Umberto Eco dejó escrito en su testamento que no quería que se celebrase ningún homenaje, ni nada similar, hasta pasados al menos diez años desde su fallecimiento. Despuntaba en Europa la primavera de 2016 cuando se supo, y ya habían comenzado a organizarse multitud de congresos, coloquios, seminarios y demás reuniones científicas destinadas a considerar, discutir, comentar, releer y analizar su obra. Asistí al freno en seco de uno de esos proyectos. Tanto aquellos que pensaban en el autor de El nombre de la rosa, o El péndulo de Foucault, como los que admiraban al especialista en semiótica, o al medievalista, debieron aceptar y callar. Cientos de personas en múltiples lugares mordiéndose la lengua. En cierto modo, una cuarta dimensión alternativa.

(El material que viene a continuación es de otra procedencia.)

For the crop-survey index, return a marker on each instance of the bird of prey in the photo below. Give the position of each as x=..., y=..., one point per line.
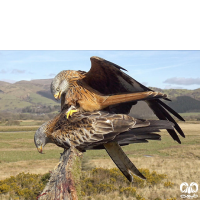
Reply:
x=100, y=130
x=106, y=86
x=71, y=87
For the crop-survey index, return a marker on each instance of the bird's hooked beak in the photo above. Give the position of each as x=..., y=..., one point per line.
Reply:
x=39, y=149
x=57, y=95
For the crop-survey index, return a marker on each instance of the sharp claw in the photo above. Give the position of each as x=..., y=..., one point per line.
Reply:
x=70, y=113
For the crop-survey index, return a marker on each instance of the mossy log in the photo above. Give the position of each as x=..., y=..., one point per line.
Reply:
x=64, y=183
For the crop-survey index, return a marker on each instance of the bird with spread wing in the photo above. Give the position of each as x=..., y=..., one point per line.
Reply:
x=100, y=130
x=106, y=86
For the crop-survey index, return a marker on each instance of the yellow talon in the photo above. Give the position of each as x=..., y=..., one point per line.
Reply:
x=69, y=113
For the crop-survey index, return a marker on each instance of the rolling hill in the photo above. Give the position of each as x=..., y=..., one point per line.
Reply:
x=26, y=96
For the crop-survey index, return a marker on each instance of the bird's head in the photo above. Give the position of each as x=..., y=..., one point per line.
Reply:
x=59, y=85
x=40, y=138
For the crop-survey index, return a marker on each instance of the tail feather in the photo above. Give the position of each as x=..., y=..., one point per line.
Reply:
x=122, y=161
x=122, y=98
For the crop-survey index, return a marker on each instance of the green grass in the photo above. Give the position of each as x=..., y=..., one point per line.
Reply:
x=18, y=128
x=14, y=156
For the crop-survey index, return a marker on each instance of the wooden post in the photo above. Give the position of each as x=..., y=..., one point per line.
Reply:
x=64, y=183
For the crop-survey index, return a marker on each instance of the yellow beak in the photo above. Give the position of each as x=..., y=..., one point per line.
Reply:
x=40, y=149
x=57, y=95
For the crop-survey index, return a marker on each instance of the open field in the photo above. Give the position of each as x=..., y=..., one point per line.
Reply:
x=179, y=162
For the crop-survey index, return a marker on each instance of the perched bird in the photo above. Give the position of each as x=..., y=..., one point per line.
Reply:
x=100, y=130
x=106, y=87
x=70, y=86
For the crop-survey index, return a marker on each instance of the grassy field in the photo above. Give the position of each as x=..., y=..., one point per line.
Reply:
x=179, y=162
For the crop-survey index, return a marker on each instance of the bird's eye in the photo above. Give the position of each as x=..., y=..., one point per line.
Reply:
x=38, y=142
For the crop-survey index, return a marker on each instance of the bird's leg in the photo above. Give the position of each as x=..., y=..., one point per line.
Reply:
x=70, y=111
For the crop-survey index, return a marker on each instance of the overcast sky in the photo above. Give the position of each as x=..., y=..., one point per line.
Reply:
x=162, y=69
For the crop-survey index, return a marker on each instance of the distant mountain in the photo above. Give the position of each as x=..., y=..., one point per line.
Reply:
x=14, y=97
x=35, y=95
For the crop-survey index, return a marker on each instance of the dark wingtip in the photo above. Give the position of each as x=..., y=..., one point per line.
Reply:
x=101, y=59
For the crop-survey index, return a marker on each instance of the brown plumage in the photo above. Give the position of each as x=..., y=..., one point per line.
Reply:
x=79, y=93
x=101, y=130
x=105, y=86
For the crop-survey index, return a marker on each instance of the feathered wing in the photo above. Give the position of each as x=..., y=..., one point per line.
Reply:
x=122, y=161
x=115, y=81
x=103, y=130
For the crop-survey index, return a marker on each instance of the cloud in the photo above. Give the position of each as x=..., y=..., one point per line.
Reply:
x=52, y=75
x=144, y=83
x=8, y=80
x=18, y=71
x=183, y=81
x=172, y=87
x=2, y=71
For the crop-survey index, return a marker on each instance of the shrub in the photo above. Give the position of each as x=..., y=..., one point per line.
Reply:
x=24, y=185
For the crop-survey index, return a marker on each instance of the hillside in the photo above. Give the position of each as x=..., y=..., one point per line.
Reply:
x=35, y=97
x=15, y=97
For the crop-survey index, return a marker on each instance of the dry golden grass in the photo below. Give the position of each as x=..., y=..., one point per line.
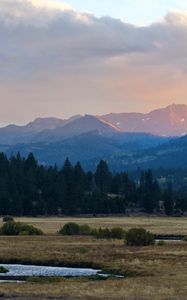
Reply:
x=159, y=225
x=152, y=273
x=156, y=272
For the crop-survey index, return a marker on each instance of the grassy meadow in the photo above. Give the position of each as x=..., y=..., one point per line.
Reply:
x=154, y=272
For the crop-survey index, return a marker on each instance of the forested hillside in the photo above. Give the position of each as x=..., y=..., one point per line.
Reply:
x=27, y=188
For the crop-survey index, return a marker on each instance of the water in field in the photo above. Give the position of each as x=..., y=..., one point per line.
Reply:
x=27, y=271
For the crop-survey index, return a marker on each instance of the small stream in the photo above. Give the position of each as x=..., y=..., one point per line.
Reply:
x=20, y=271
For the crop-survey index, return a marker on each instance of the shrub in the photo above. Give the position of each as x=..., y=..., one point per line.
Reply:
x=75, y=229
x=18, y=228
x=3, y=270
x=70, y=229
x=84, y=229
x=105, y=233
x=161, y=243
x=139, y=237
x=8, y=218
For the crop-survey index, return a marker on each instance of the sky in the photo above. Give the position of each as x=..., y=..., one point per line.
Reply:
x=90, y=57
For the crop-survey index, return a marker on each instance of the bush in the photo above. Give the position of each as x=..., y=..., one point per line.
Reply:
x=161, y=243
x=18, y=228
x=70, y=229
x=3, y=270
x=84, y=230
x=105, y=233
x=8, y=219
x=139, y=237
x=75, y=229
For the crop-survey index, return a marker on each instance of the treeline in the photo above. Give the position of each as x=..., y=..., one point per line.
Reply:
x=28, y=188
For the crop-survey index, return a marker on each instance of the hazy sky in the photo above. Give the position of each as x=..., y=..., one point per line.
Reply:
x=96, y=56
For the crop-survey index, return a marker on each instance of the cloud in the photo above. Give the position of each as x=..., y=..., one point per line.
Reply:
x=62, y=56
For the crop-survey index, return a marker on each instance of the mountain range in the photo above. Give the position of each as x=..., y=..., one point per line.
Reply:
x=125, y=140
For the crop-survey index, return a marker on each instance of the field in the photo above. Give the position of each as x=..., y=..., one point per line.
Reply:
x=155, y=272
x=157, y=225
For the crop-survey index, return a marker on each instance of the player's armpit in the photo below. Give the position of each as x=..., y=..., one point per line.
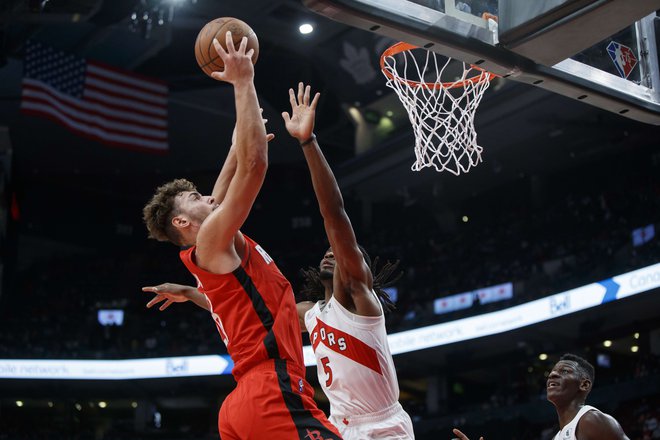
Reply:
x=595, y=425
x=303, y=307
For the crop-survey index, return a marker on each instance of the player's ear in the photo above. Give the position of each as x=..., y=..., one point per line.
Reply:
x=180, y=222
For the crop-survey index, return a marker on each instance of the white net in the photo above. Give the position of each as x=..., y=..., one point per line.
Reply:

En sus Apostillas a El nombre de la rosa dijo que el autor debería morirse después de haber escrito su obra para allanarle el camino al texto. También muchas otras cosas que ayudan a comprender el deseo de esa década de luto silencioso. Además, explicó cuántos tipos hay de laberintos, cómo se concibe una historia o cuál es el proceso de definición del lector modelo. Es un texto breve, muy ameno, que probablemente interesa más a los que leyeron la novela cuando fue un best seller. Respetando las leyes del universo borgiano, no revela soluciones ni traiciona misterios; pero sí subraya lo más divertido de un recorrido largo y complejo, describiendo la composición como un proceso creativo con un final feliz.